Когда дверь отворилась, в свете, что лился из глубины прихожей, я рассмотрел высокого худого старика. В белых одеждах до самой земли, ночном колпаке, кончик которого свисал ему на плечо, и в сапогах с загнутыми носками.

– Доктор Паллак? – спросил я и протиснулся внутрь.

Здесь пахло лекарствами и старой мочой.

– Что вы знаете о Елене? – спросил он подозрительно.

Я закрыл дверь и задвинул засов.

– Может, войдем внутрь?

Он окинул меня оценивающим взглядом и неохотно кивнул. Пошел к комнате, из которой в прихожую проникал свет лампы. Рухнул на скомканную постель и указал мне на расшатанный стул, под одну из ножек которого для устойчивости был подложен кирпич. Я поискал другое место, чтобы присесть, а когда ничего не нашел, оперся о стену.

Жилье медика состояло из одной комнаты: за кроватью видна была закрытая дверь, но туда приглашать старик не собирался. В спальне же царил полный бардак. На кровати – серые от грязи простыни и одеяло, из которого торчали перья, под деревянной рамой – объемный оловянный ночной горшок (и, судя по запаху, не порожний), а на полу валялись давленые остатки еды, куски угля, ржавый дуршлаг и миска с красной жидкостью, в которой плавали тушки крупных мух.

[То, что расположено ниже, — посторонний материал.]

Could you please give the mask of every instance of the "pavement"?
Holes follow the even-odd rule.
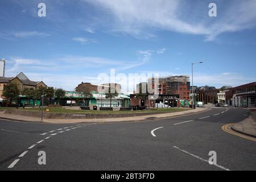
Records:
[[[13,121],[45,122],[50,123],[94,123],[94,122],[134,122],[142,121],[148,119],[158,119],[164,118],[169,118],[182,115],[184,114],[193,114],[199,112],[203,112],[209,108],[197,107],[196,109],[181,111],[178,112],[166,113],[163,114],[150,114],[148,115],[135,116],[130,117],[115,118],[101,118],[101,119],[43,119],[38,117],[28,117],[13,114],[5,114],[4,111],[0,111],[0,119],[9,119]]]
[[[235,131],[256,138],[256,111],[251,109],[249,118],[231,126]]]
[[[249,116],[245,109],[216,108],[145,122],[0,119],[0,170],[255,171],[255,142],[222,129]]]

– Говорите, ну, – простонал старик и помассировал локоть. – Проклятая подагра.

– Я не знаю вашей Елены и даже не знаю, кто она такая, – ответил я откровенно. – Прибыл по другому делу. – Его лицо исказила гримаса то ли разочарования, то ли злости. – Хочу знать: лечили вы кого-нибудь в доме купца Шульмайстера?

– А вам что до этого? – рявкнул он. – Заявились среди ночи, едва дверь не вышибли…

– Меня прислал господин Шпрингер из замка, – сказал я. – И отвечайте, прошу, потому что иначе вызову вас на официальный допрос.

– А кто вы такой, что…

– Мое имя Мордимер Маддердин, – сказал я твердо. – И я лицензированный инквизитор Его Преосвященства епископа Хез-хезрона. Может, вы все еще хотите позвать стражников?

Он смотрел на меня некоторое время, прищурившись, а потом его лицо задрожало. Он фыркнул, выплевывая фонтан слюны, и захихикал с раззявленным ртом.

– Инквизитор, – проговорил он. – Ну ладно, пусть так.

Вообще-то люди никогда не встречают мои визиты смехом – разве что смехом нервным, полным озабоченности, либо таким, что скрывает их истинные чувства. Но старик хихикал совершенно искренне.

– Я рад, что сумел вас насмешить, – сказал я ему сердечным тоном.

– Не относите на свой счет, – взмахнул он рукой. – Может… – поглядел по сторонам, словно раздумывая над тем, что мне предложить, но так ни на что не решился и махнул рукою снова.

– Итак? – напомнил я ему. – Шульмайстер?

– Бывал, бывал. – Он откинулся поудобней на подушки и выставил вперед худые, перевитые голубыми венами ноги. – Стяните мне сапоги, будьте добреньки, – и добавил: – А то тяжело мне наклоняться.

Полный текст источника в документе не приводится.